The real miracle here is that she can insist on covering when he forgets his wallet, even though they tell her that she’s not supposed to have money, it’s not feminine, and any way, women belong at home and in the kitchen. Instead, she takes pride in her independence, and can spring for two slices of pizza.

The real miracle here is that he still has the courage to text her afterwards, even though they tell him that the size of his male instrument is proportional to the number of zeros on his bank account. Instead, he takes it as an opportunity to ask her out again.

The real miracle here is that she will respond instantly, even though they tell her that she should wait and not look so desparate. Instead, they have a conversation that lasts until the sun comes up – the first of many.

The real miracle here is that he will continue to be fascinated with her, even though they tell him that women are a game, and he’s already scored with this one. Instead, he discovers his inspiration that will last a lifetime.

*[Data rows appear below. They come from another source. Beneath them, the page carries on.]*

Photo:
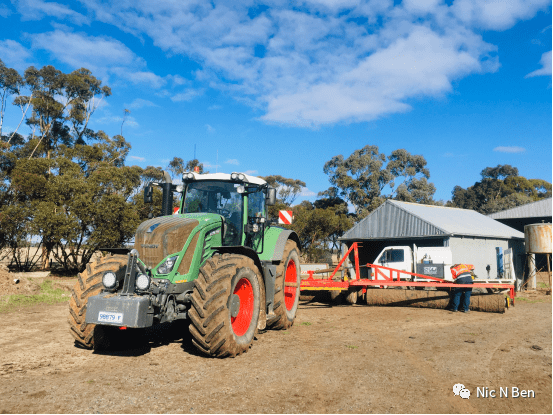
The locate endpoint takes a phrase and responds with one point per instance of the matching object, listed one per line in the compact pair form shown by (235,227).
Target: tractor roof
(227,177)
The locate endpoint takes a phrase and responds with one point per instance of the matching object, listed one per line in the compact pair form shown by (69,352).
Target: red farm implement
(384,277)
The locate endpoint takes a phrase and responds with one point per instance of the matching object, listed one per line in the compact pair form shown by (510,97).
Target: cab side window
(256,204)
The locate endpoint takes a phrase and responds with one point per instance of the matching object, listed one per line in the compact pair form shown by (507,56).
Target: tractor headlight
(109,280)
(167,266)
(142,282)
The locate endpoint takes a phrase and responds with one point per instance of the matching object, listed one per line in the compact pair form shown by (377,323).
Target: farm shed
(471,236)
(520,216)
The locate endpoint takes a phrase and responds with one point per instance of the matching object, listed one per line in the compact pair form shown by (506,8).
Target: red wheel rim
(241,323)
(289,291)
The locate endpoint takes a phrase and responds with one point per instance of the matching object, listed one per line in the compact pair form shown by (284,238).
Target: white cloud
(37,9)
(545,62)
(141,103)
(509,149)
(80,50)
(325,61)
(109,118)
(14,54)
(187,95)
(496,14)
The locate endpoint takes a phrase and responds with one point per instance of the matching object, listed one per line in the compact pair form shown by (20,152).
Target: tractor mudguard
(275,242)
(119,310)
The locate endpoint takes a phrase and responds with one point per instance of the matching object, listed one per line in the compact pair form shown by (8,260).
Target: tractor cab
(240,199)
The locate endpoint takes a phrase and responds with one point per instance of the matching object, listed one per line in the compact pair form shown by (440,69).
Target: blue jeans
(464,292)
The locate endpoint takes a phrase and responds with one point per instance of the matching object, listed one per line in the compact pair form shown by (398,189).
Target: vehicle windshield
(217,197)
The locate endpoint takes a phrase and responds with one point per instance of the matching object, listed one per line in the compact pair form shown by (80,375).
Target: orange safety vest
(459,269)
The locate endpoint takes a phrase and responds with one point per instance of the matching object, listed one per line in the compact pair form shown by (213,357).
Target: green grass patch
(48,295)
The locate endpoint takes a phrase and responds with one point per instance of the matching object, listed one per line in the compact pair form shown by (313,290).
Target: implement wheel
(287,287)
(225,305)
(89,283)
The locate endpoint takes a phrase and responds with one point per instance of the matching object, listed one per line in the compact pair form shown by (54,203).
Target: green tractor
(217,263)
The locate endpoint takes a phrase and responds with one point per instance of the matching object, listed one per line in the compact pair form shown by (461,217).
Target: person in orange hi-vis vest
(462,274)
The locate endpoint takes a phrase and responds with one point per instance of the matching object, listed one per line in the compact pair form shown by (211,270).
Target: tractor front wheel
(226,305)
(89,283)
(287,287)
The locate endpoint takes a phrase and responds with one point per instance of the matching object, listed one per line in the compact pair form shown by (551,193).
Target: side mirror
(148,194)
(270,200)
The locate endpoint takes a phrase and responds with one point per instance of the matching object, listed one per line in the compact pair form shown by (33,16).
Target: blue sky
(271,88)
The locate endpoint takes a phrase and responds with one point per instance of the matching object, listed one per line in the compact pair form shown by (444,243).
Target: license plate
(108,317)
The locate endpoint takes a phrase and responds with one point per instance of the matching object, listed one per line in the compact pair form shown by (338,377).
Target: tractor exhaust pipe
(167,199)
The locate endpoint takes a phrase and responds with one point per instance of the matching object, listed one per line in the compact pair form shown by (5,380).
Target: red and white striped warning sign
(285,217)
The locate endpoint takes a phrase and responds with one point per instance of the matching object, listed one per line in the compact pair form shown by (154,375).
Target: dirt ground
(335,359)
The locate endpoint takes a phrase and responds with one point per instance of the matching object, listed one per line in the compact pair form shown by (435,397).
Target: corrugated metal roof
(537,209)
(396,219)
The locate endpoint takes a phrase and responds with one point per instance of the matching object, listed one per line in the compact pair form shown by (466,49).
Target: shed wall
(481,252)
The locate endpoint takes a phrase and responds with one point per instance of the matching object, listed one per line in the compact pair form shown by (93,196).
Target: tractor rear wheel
(287,287)
(226,305)
(89,283)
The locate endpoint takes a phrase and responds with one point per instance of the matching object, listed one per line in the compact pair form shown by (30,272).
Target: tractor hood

The real miracle here is that she has the courage to tell him about her older sister, who couldn’t stop listening to what they said, even though they said it was her own fault, that she took her own life. Instead, she finally finds peace for a little while.

The real miracle here is that he reaches across to take her hand, even though they tell him that he is not supposed to feel, that his heart is stone. Instead, it aches for the girl who lost her hero.

The real miracle here is that he and she agreed with them, that he identified as a male and she identified a female. Instead, they could’ve been telling she and she, or he and he that they were monsters, aberrations that didn’t deserve what little happiness there was in the world.

The real miracle here is not that he and she fall in love, the real miracle here is that he and she still have the capacity to fall in love, despite everything they say.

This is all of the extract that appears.